The study did not include an assessment using the Visual Analog Scale (VAS) of the EQ-5D tool. The study population was minimal due to the limited incidence of COVID-19 in the rural setting of a secondary-care hospital in Dakshina Kannada, India. The subjective nature of EuroQol 5D-5L limits the reliability of the information provided. There is a possibility of recall bias while using such retrospective tools. Sensitivity analysis was not performed.

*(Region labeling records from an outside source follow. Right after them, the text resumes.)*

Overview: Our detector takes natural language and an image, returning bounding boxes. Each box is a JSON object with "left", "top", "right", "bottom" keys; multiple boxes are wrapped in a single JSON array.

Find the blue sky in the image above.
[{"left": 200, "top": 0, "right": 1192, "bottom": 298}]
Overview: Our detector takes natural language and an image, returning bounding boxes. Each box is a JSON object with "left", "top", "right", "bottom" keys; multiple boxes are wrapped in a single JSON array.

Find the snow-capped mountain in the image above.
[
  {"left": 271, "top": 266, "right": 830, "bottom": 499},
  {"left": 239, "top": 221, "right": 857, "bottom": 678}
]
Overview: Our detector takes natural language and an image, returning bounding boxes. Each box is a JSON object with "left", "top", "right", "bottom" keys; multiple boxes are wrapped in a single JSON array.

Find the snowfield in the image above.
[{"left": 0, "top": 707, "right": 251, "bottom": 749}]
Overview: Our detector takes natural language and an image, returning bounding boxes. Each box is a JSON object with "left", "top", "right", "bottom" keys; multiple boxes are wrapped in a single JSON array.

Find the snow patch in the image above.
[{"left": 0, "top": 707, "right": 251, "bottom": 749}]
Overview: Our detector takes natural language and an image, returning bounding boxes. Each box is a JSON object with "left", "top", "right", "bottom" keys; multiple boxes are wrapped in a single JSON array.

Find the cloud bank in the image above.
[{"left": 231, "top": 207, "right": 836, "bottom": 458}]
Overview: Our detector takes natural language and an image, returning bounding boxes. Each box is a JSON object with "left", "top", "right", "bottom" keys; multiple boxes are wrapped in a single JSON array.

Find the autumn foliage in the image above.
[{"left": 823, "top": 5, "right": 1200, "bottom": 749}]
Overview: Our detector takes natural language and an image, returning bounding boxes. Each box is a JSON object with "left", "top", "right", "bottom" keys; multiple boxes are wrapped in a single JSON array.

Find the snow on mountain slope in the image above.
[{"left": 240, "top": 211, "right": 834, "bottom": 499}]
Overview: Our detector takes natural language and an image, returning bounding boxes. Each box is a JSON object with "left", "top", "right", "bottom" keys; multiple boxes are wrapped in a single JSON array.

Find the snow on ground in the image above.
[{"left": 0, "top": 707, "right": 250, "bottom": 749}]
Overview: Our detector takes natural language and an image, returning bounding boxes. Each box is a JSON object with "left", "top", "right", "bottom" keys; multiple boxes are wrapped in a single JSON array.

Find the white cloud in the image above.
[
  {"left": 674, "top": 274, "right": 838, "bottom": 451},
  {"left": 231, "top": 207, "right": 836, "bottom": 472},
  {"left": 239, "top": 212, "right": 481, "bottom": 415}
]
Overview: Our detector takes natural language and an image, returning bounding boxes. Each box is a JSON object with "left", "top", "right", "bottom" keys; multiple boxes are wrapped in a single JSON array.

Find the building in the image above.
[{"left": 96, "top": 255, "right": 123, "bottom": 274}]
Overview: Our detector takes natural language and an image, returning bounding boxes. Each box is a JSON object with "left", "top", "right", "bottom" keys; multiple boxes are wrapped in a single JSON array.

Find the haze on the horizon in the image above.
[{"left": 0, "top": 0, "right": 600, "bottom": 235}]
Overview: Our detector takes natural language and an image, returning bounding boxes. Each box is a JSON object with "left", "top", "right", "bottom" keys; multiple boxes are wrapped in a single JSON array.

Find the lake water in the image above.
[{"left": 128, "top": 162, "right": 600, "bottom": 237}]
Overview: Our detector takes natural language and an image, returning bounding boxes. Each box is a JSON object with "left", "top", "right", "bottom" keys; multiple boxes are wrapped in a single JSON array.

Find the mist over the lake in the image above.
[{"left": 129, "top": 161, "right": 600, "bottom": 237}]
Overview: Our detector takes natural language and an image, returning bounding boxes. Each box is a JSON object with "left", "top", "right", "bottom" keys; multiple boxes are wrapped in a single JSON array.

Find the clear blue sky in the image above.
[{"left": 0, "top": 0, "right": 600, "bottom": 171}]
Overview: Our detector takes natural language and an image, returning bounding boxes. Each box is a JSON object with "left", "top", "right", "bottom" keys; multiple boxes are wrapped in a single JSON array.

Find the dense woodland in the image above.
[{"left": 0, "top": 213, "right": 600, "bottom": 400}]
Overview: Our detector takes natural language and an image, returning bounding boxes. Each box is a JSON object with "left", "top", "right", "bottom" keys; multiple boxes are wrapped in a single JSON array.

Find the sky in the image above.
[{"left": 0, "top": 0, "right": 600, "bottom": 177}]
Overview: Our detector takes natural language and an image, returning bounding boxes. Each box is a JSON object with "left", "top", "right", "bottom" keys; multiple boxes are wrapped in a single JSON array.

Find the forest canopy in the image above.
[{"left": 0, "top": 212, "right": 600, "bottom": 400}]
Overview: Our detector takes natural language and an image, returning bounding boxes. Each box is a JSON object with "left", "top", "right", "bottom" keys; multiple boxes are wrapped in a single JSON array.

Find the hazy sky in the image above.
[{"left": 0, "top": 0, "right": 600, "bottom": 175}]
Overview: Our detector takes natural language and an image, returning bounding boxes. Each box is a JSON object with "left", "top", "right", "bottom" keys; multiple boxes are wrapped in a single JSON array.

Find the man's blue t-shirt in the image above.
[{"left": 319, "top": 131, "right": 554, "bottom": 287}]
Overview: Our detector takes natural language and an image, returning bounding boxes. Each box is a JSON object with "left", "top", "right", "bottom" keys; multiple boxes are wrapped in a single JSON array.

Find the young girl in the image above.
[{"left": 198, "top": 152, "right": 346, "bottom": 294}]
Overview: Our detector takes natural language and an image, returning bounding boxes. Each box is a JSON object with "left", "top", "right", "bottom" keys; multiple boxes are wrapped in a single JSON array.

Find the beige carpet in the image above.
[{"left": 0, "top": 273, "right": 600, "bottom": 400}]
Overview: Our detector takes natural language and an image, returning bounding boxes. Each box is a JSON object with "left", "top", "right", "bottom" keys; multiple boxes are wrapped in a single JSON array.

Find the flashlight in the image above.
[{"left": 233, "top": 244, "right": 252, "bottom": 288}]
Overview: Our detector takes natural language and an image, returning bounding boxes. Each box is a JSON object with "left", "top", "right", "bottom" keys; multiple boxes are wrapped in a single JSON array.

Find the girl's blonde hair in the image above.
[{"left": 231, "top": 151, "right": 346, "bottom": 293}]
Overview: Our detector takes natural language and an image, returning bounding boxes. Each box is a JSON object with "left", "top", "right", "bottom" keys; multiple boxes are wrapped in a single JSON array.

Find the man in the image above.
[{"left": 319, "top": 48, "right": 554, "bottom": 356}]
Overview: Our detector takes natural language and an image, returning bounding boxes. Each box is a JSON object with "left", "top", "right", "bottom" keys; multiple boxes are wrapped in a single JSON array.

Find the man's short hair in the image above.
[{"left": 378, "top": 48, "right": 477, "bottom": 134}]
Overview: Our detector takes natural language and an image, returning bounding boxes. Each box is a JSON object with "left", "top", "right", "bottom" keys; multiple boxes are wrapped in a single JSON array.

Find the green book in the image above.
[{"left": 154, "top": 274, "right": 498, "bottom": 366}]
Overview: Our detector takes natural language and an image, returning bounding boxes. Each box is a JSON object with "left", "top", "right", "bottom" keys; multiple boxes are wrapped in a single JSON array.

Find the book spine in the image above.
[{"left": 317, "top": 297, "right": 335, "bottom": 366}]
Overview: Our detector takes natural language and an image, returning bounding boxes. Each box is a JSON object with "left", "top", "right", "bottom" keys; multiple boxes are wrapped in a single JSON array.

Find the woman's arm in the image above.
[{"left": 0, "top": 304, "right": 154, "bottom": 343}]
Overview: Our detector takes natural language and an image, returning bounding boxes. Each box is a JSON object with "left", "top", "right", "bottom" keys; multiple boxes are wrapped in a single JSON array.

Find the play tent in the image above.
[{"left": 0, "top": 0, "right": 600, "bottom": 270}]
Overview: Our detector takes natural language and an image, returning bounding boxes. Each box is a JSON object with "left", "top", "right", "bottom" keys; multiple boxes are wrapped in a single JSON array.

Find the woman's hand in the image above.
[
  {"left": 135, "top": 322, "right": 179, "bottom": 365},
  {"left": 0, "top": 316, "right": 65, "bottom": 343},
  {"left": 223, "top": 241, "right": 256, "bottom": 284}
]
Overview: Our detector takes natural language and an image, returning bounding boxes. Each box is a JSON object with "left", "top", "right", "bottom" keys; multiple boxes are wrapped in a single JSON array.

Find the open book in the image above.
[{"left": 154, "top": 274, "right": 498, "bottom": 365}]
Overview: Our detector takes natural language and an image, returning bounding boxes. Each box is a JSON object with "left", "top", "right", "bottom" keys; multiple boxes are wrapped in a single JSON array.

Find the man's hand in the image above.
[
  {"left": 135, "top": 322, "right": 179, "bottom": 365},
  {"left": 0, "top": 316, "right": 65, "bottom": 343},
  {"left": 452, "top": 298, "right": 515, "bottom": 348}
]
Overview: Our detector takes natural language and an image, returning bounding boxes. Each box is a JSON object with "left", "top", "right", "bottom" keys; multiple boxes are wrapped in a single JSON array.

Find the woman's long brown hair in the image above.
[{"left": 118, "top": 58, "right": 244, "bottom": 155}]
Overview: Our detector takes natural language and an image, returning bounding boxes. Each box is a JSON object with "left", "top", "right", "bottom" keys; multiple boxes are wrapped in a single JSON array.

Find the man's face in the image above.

A larger sample size along with the inclusion of the VAS and a baseline assessment of health status before COVID infection/hospitalization could provide stronger associations in a future study. Furthermore, of the 10 respondents absent from the interview, the cause cited was unavailability rather than disability. Hence, the answers provided by the subjects’ family members do not affect the validity of the study.

Conclusion

Quality of life assessment is a much-needed tool to improve the current COVID-19 recovery protocol. Our study found time to have a statistically significant impact on the mean index scores, level sum scores and dimension scores. Age was found to be a significant predictor for different dimensions, varying as per the assessment points. The most remarkable natural improvement occurred in the anxiety/depression dimension. Tobacco smoking status was found to be significantly associated with usual activity scores at 4 weeks. Overall, there was a general trend of improvement in health across all analysis. EQ-5D-5L is a useful tool to assess the health status of post-COVID patients in India.

Funding Statement

The author(s) reported there is no funding associated with the work featured in this article.

Disclosure statement

No potential conflict of interest was reported by the author(s).